Thursday 11 June 2015

RIP Sir Christopher Lee, total legend

Sir Christopher Lee has passed away at the age of 93.




The British actor is known to genre fans for almost too many roles to count, including Dracula in half a dozen Hammer Horror movies of the 1960s and 1970s; the villainous Lord Summerisle in the classic The Wicker Man; Bond villain Scaramanga in The Man with the Golden Gun; Comte de Rochefort in The Three Musketeers, Four Musketeers and Return of the Musketeers; Captain Wolfgang von Kleinschmidt in Steven Spielberg's 1941; Dr. Catheter in Gremlins 2: The New Batch; and Mr. Flay in the BBC mini-series Gormenghast. Lee's own favourite role was as Muhammad Ali Jinnah, the founder of Pakistan, a role he played in the 1998 film Jinnah.

However, he is best-known to modern movie-goers for his role as Count Dooku in two Star Wars movies (Attack of the Clones and Revenge of the Sith) and as the wizard Saruman in Peter Jackson's Lord of the Rings trilogy. He later reprised the role in the Hobbit movies. For the latter films, Lee felt unable to make the long trip to New Zealand so filmed his sequences separately on a soundstage in London and was green-screened alongside his co-stars. Lee was the only person involved in the films to have met J.R.R. Tolkien, as he had spent time in Oxford in the 1950s. Lee had also met C.S. Lewis and Gormenghast author Mervyn Peake.

Lee's early life was as action-packed as anything in his movies. He was born in London in 1923 and raised both in London and Switzerland. He was the step-cousin of James Bond creator Ian Fleming. During the opening stages of WWII Lee was a number of British men who, unhappy with the lack of action in Europe, chose to fight alongside the Finns in the Winter War with Russia. However, he soon returned to the UK and joined the RAF, being deployed at home, in South Africa and in Egypt.
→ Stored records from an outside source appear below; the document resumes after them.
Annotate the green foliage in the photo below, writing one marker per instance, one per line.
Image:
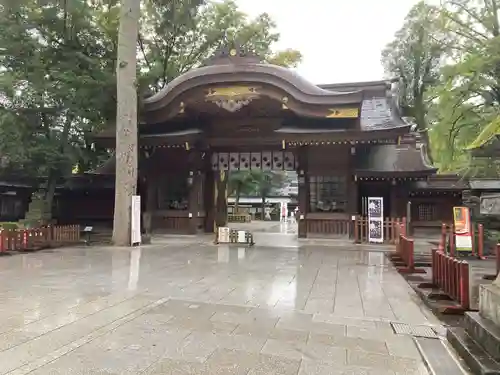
(58, 83)
(415, 57)
(449, 57)
(490, 131)
(181, 35)
(255, 182)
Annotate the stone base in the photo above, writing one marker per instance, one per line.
(478, 343)
(489, 303)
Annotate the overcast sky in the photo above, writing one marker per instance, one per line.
(341, 40)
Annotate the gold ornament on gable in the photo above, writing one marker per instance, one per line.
(343, 113)
(233, 98)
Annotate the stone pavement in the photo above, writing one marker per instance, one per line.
(195, 308)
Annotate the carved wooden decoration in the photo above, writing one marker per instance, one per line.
(256, 160)
(289, 161)
(343, 113)
(215, 162)
(234, 161)
(232, 99)
(266, 160)
(223, 161)
(278, 160)
(244, 161)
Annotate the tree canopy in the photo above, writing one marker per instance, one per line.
(448, 59)
(58, 76)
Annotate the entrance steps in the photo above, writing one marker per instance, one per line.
(478, 343)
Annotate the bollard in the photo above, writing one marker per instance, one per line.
(464, 285)
(498, 258)
(452, 242)
(480, 241)
(472, 232)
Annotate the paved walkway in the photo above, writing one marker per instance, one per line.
(194, 308)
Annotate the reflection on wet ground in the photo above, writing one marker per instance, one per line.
(194, 308)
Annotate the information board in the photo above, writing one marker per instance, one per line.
(223, 235)
(375, 219)
(463, 237)
(135, 230)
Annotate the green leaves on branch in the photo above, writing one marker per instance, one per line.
(58, 84)
(448, 60)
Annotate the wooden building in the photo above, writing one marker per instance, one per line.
(346, 142)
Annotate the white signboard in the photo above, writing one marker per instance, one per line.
(223, 234)
(135, 230)
(242, 236)
(375, 220)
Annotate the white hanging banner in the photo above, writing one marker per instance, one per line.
(375, 219)
(135, 230)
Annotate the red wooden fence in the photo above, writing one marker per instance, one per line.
(38, 238)
(451, 276)
(391, 228)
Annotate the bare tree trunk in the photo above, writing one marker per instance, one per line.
(126, 121)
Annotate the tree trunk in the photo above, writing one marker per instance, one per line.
(237, 200)
(126, 121)
(263, 208)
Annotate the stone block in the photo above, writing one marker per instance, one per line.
(489, 302)
(485, 332)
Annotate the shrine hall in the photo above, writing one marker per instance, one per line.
(346, 142)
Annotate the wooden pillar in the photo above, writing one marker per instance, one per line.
(194, 183)
(221, 199)
(394, 199)
(151, 201)
(209, 195)
(303, 198)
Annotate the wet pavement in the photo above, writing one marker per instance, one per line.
(185, 306)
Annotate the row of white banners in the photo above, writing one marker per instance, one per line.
(375, 219)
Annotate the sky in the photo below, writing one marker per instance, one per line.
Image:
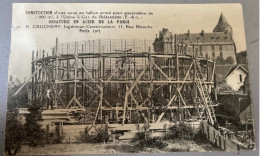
(178, 18)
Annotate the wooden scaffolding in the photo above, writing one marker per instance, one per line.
(126, 84)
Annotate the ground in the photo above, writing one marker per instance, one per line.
(119, 147)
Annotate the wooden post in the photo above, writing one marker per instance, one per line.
(47, 139)
(33, 70)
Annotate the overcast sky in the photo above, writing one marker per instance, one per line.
(178, 18)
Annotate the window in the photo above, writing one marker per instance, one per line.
(240, 77)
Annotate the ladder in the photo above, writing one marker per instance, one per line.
(204, 93)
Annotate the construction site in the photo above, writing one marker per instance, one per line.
(127, 86)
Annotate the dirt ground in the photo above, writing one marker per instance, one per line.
(111, 148)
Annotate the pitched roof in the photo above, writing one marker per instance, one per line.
(233, 69)
(221, 71)
(222, 21)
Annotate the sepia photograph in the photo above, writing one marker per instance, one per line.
(87, 78)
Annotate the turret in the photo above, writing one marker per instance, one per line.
(223, 25)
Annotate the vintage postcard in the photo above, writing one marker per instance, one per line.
(128, 78)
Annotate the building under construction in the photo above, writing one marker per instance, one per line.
(125, 81)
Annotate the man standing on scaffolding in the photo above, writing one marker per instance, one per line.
(49, 98)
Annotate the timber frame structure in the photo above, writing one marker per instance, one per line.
(124, 85)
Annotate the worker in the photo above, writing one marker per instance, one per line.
(49, 98)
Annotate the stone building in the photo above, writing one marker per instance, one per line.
(218, 43)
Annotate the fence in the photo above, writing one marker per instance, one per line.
(222, 139)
He fought alongside Gurkhas at Monte Cassino and climbed Mt. Vesuvius shortly before it erupted. Lee is credited with helping defuse a near-mutiny among disaffected British soldiers and airmen during the Italian campaign. He also took part in the capture and interrogation of Nazi war criminals. Alongside his other duties, Lee also took part in operations for the Special Operations Executive, the forerunner of the elite SAS. He declined to speak of these operations, but later confirmed (during the filming of Lord of the Rings) that he was familiar with the sound someone makes when killed by stealth.
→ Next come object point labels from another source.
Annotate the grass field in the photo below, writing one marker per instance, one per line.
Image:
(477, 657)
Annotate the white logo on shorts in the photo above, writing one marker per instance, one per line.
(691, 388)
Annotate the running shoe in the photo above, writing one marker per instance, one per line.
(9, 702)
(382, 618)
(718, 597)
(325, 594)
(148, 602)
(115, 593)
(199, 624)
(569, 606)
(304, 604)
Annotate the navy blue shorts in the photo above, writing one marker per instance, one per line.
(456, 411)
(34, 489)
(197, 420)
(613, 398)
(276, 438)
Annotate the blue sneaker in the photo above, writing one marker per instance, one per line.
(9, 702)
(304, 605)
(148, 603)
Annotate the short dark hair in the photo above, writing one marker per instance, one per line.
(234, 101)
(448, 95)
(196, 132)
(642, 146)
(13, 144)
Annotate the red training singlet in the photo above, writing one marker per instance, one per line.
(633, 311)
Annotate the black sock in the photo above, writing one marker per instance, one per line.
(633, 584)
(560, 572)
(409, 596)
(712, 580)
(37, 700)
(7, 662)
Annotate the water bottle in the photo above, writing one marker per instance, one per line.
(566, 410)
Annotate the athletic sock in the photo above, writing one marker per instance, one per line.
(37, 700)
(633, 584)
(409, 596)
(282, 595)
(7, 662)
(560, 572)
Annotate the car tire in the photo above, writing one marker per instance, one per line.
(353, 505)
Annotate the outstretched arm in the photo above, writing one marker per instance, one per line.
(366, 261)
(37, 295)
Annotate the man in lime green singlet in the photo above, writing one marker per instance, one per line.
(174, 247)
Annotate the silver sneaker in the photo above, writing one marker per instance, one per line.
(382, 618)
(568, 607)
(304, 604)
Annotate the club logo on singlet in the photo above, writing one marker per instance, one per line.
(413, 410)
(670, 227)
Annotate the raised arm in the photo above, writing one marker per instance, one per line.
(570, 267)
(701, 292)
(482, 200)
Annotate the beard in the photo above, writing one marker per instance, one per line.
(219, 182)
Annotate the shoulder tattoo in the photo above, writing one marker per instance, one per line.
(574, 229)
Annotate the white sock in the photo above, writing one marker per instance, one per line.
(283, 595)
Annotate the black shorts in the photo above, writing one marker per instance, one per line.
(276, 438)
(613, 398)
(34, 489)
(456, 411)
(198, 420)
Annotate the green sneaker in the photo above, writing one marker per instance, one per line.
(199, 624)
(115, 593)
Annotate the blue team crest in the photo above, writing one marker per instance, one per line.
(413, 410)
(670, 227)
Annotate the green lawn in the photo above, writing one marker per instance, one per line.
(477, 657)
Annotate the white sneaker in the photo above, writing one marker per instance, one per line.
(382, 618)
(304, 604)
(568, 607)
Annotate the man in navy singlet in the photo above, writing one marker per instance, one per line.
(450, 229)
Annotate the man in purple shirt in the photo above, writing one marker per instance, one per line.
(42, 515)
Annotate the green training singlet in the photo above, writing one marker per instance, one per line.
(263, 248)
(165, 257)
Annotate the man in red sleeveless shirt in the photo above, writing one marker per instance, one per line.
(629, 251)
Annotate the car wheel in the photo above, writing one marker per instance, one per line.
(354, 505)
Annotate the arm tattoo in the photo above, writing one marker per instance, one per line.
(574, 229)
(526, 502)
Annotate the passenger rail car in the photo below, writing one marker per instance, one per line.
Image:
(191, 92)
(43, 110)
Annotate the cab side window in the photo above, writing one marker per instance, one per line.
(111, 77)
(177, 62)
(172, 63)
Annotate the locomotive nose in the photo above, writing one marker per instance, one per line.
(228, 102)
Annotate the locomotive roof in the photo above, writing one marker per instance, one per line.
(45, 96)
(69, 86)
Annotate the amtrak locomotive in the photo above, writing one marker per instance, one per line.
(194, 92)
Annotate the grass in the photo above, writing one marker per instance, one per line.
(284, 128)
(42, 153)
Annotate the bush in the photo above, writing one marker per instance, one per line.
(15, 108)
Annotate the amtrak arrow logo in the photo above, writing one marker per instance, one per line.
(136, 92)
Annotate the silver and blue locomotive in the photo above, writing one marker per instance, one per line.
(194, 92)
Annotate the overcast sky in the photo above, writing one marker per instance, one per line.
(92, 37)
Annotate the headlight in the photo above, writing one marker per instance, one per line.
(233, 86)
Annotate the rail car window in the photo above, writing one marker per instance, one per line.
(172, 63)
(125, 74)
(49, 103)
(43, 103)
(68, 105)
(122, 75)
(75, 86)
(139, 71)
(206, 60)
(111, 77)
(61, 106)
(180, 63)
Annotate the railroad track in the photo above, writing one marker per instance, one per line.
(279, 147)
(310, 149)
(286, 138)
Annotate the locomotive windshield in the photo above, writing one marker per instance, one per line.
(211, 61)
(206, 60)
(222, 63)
After the war Lee became an actor but found it tough going: he didn't get his first speaking role until 1947 and spent a decade playing heavies, muscle or background characters. In 1957 he made his breakthrough as Frankenstein's monster in Hammer's The Curse of Frankenstein, alongside Peter Cushing. Lee and Cushing became fast friends, remaining so until the latter's death in 1994. They made twenty films together. The following year Lee appeared as the titular character in Dracula, a role with many sequels. Lee enjoyed the attention and fame the films brought, but was unhappy with the quality of the sequels. He felt that the character was too often shoehorned into the scripts for no real reason and rarely had a substantial role. After almost twenty years Lee ended his association with Hammer with 1976's To the Devil a Daughter.
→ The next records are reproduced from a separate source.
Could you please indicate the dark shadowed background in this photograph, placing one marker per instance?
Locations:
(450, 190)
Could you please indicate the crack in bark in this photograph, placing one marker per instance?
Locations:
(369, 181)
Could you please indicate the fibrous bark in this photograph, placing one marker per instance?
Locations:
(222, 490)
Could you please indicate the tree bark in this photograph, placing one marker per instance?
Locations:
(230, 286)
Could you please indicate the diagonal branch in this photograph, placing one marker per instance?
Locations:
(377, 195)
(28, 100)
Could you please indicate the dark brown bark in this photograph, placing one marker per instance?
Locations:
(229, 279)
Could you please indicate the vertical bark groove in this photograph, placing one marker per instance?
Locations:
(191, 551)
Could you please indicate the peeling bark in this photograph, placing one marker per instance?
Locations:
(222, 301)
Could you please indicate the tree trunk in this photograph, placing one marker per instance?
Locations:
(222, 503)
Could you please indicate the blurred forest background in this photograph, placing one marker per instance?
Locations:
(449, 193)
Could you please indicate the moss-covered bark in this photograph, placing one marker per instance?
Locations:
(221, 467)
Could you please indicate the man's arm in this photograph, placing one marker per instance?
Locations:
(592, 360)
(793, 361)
Seeking to avoid the typecasting that had afflicted fellow Hammer actors Cushing and Vincent Price, Lee moved to the United States. He sent up his horror movie roles with an appearance on Saturday Night Live, showing a hitherto rarely-hinted dry sense of self-deprecating humour. Impressed, Steven Spielberg recruited him as the villain in his comedy movie 1941. Lee enjoyed a career boost from his time in America, especially when a new generation of directors who had been impressed by his Hammer appearances as children (such as Peter Jackson and Tim Burton) broke through.

In later years Lee continued working, shrugging off suggestions that he should retire. When he became too old for physically demanding roles, he switched to cameo appearances and a lot of voiceover work. His deep voice, undaunted by age, also saw him reprise his role as a narrator and singer. To the bewilderment of many, he released two heavy metal-influenced albums about the life of Charlemagne, for which he was honoured at the Metal Hammer Golden Gods Awards.

Sir Christopher Lee passed away on Sunday, 7 June 2015 from respiratory problems. He had a full, well-lived life and leaves behind a truly amazing body of work.